0.8 Groningen Data Set¶

Location: Netherlands (gas production field)
Duration: 4 months (119 days): 2018-01-01 to 2018-04-30
Network: 67 stations (Figure 12), 3 components each (HH1, HH2, HHZ) = 201 channels. (Station G294 not used for detection due to short duration)
Sampling rate: 20 Hz (already downsampled)
Provided by: Zack Spica (Stanford Geophysics)

ex_param_6

Figure 12: Groningen map provided by Zack Spica: 67 stations (black, red triangles) used for FAST detection, and locations of known catalog events (blue circles).

0.8.1 Preprocessing¶

Output continuous data duration: different stations used for detection have different durations and time gaps (need to modify paths in get_continuous_data_times.py):

~/FAST/utils/preprocess/$ ../../parameters/preprocess/Groningen/continuous_data_times_Groningen.sh

groningen_visual

Figure 13: Duration of Groningen continuous data at 67 stations (change colors with each station), 3 components each. White sections indicate time gaps.

The output files in continuous_duration/ can be read into a custom script called plot_continuous_ duration_Groningen.py to plot the duration of available continuous data at each station and channel (Figure 13).

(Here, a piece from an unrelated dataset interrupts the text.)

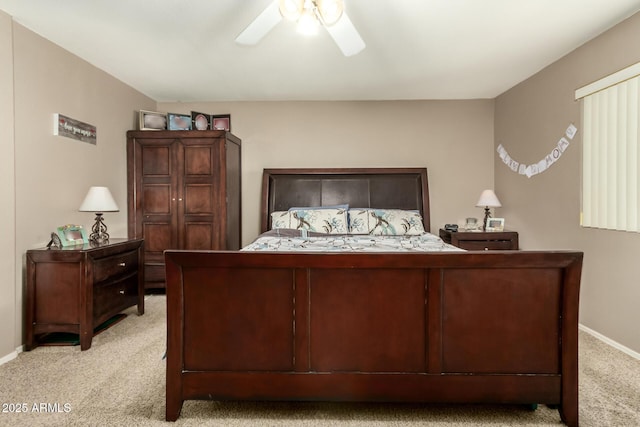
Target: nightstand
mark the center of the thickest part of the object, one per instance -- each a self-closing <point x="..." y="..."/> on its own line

Confirmed no zero-filled time-gap sections of continuous data in all 201 channels (need to modify paths in fill_time_gaps_with_uncorrelated_noise.py):

~/FAST/utils/preprocess/$ python fill_time_gaps_with_uncorrelated_noise.py

Use original mseed data files.

Output sample spectrograms on each channel and station to determine bandpass filter range (need to modify paths in plot_sample_spectrograms.py):

~/FAST/utils/preprocess/$ ../../parameters/preprocess/Groningen/sample_spectrograms_Groningen.sh

Apply bandpass filter and decimate (need to modify paths in bandpass_filter_decimate.py):

~/FAST/utils/preprocess/$ ../../parameters/preprocess/Groningen/bandpass_filter_decimate_Groningen.sh

Based on sample spectrograms, filter 3-10 Hz for all 201 channels. No need to decimate, as sampling rate is already low at 20 Hz. Filtered continuous data files start with Deci1.bp3to10.*, which are input to the fingerprint step.

0.8.2 Fingerprint¶

Master script to create fingerprints on each channel, then generate global indices at the end:

~/FAST/fingerprint/$ ../parameters/fingerprint/Groningen/run_fp_Groningen.sh

Example script to generate fingerprints on one channel (HHZ) at one station (G014), called by the master script run_fp_Groningen.sh:

~/FAST/fingerprint/$ python gen_fp.py ../parameters/fingerprint/Groningen/fp_input_NL_G014_HHZ.json
    "fingerprint": {
       "sampling_rate": 20,
       "min_freq": 3.0,
       "max_freq": 10.0,
       "spec_length": 6.0,
       "spec_lag": 0.12,
       "fp_length": 64,
       "fp_lag": 10,
       "k_coef": 400,
       "nfreq": 32,
       "mad_sampling_rate": 0.05,
       "mad_sample_interval": 86400
    "data": {
       "station": "G014",
       "channel": "HHZ",
       "start_time": "18-01-01T00:00:00.0",
       "end_time": "18-04-30T00:00:00.0",
       "folder": "/lfs/1/ceyoon/TimeSeries/Groningen/data/waveformsG014/",

There are a total of 201 fp_input_NETWORK_STATION_CHANNEL.json fingerprint input files, one for each channel and station, all with the same input fingerprint parameters in Table S21.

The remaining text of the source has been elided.